Ich persönlich hatte die große Grill-Platte. Diese beinhaltete Spareribbs, Chickenwings und ein Putensteak. Dazu dann ein Krautsalätchen und ein Minimaisbrotstückchen als Beilage. Garniert war das Ganze dann mit einem Salatblättchen und einem Stück Tomate. Kostenpunkt: irgendwas über 10,- Euro. Wäre das Essen warm gewesen, hätte es durchaus schmecken können. Aber so ärgerte ich mich dann doch darüber, dass ich nicht lieber zum Kaufland gefahren bin, mir für 2,60 Euro eine Tüte mit 750gr Chickenwings gekauft und dann zuhause mit einer leckeren Barbequesauce in die Pfanne gehauen habe.
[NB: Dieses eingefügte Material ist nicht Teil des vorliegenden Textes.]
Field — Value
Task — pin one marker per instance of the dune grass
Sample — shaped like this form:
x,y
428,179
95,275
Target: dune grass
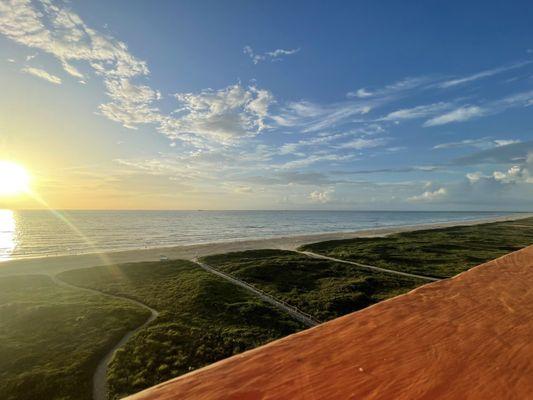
x,y
324,289
203,319
439,253
52,337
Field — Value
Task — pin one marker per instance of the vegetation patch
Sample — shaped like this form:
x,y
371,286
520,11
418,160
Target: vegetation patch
x,y
52,337
203,319
325,289
439,253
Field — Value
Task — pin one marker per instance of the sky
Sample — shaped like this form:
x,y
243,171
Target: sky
x,y
269,105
Die im Benjamins American Diner servierten Chickenwings sind meines Erachtens nach exakt die gleichen, wie die aus dem Kaufland.
Alles in allem waren von 6 Personen insgesamt 5 mit ihrem Essen unzufrieden. Lediglich die eine Person, die einen Burger bestellt hatte, hatte nichts daran auszusetzen.